Ed Sheeran Battles Depression And Wins On ‘Subtract’
−, or Subtract, is the fifth and, according to the British singer-songwriter Ed Sheeran, final installment in his series of albums using mathematical symbols as their titles, which stretches all the way back to 2011’s +. His latest release is appropriately named in the context of his career: When Sheeran initially broke through in the early 2010s, he was hailed for his storytelling-centric songwriting, which was given dramatic heft by his lilting voice and interpretative skill. As his star rose, his music began to take on more baggage—radio-ready touches that helped elevate his chart positions but made his songs feel both inescapable and increasingly hollow.
On Subtract, Sheeran’s lyricism returns to the spotlight, bolstered by finely detailed music that complements his crystalline lyrics and close-confidant delivery. While the lead single, the skeletal meditation on grief “Eyes Closed,” does have co-writing and production credits from top-tier pop architects Fred Again., Max Martin, and Shellback, the bulk of the album is the result of collaborations between Sheeran and Aaron Dessner, the indie rock multi-instrumentalist and member of The National whose work on Taylor Swift’s Folklore and Evermore landed him on pop’s A-list.
In Sheeran’s recent Rolling Stone profile, he talked about how much of Subtract resulted from Dessner sending him music that was only lacking a topline melody and lyrics. “It’s just complete brain-to-page,” Sheeran said of the writing process that was unlocked.
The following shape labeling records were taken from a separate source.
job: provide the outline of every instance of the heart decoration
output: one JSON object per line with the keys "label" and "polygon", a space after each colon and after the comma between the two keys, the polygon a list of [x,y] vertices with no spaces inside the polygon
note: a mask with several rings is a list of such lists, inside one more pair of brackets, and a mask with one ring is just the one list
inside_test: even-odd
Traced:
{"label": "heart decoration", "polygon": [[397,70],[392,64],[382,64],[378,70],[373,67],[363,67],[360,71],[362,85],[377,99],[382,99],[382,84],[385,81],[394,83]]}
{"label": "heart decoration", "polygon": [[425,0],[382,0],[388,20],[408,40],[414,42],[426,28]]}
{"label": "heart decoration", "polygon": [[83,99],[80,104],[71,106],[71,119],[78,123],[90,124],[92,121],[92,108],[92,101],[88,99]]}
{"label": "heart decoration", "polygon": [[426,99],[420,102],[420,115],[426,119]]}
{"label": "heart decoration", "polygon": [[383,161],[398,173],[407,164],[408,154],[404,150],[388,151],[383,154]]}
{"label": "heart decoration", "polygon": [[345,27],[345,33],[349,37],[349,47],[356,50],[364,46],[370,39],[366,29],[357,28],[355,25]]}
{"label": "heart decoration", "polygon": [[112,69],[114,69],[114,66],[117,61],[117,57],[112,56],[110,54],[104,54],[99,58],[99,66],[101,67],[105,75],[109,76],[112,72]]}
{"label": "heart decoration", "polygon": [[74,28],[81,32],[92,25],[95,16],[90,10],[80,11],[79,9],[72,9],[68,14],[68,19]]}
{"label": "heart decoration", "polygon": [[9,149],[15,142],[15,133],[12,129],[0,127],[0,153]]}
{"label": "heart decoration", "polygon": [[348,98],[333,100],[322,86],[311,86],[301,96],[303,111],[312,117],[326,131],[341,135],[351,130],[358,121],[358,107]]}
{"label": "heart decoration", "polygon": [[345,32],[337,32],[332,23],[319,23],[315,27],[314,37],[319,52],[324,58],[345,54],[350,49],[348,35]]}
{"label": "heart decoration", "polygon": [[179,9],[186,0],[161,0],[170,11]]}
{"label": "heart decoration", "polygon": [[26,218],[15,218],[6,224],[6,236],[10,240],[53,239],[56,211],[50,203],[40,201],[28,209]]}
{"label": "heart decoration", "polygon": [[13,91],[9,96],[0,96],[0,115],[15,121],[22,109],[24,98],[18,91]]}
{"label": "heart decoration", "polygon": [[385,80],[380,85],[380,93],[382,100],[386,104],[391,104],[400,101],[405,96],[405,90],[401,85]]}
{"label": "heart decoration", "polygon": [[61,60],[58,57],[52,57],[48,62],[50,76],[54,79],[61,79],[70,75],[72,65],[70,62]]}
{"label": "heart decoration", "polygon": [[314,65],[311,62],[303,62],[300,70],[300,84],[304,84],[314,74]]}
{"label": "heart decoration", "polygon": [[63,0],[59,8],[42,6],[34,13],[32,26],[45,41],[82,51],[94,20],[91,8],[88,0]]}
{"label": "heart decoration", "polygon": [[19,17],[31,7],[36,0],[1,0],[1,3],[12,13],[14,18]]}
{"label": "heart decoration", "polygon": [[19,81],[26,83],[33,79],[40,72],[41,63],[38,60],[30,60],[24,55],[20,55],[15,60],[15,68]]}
The music on Subtract is deliberately arranged, providing solid ground for Sheeran’s meditations on a horrific collection of events—the death of his friend Jamal Edwards, the discovery of a tumor in his then-pregnant wife, a plagiarism lawsuit, and a descent into depression all hit at seemingly the same time.
The only way out for Sheeran was through writing songs, which is apparent by the exposed-nerve feel that recurs throughout. Thoughts tumble out over spectral strings on the verses of “End of Youth,” which reckons with the moment “when pain starts taking over,” while the unceasing ache on “Borderline” is expressed both in the lyrics (“Tears never arrive/ these ducts are dry”) and Sheeran’s use of his upper register’s highest boundaries. There are lighter moments: “Dusty” is a sun-dappled synthpop track in which Sheeran and his loved ones take solace in the music of fellow Brit Dusty Springfield; the driving “Curtains” turns a game of hide and seek into a metaphor for dragging oneself out of life’s muck.
Subtract (and, by extension, Sheeran’s mathematical-symbol era) closes with the new-look Celtic folk song “The Hills of Aberfeldy.” Sheeran wrote it more than ten years ago, when he was first devising his multi-album project. Its stripped-down arrangement and Sheeran’s full-throated vocal draw a bright line between the traditional music of centuries ago and the pop that’s brought him to the world’s biggest stages, while its lyrics possess a flicker of hope for love even as the fear of dashed romantic hope looms. It might be a decade-old song, but it punctuates Subtract in fitting fashion as it brings Sheeran full circle on this chapter of his pop life.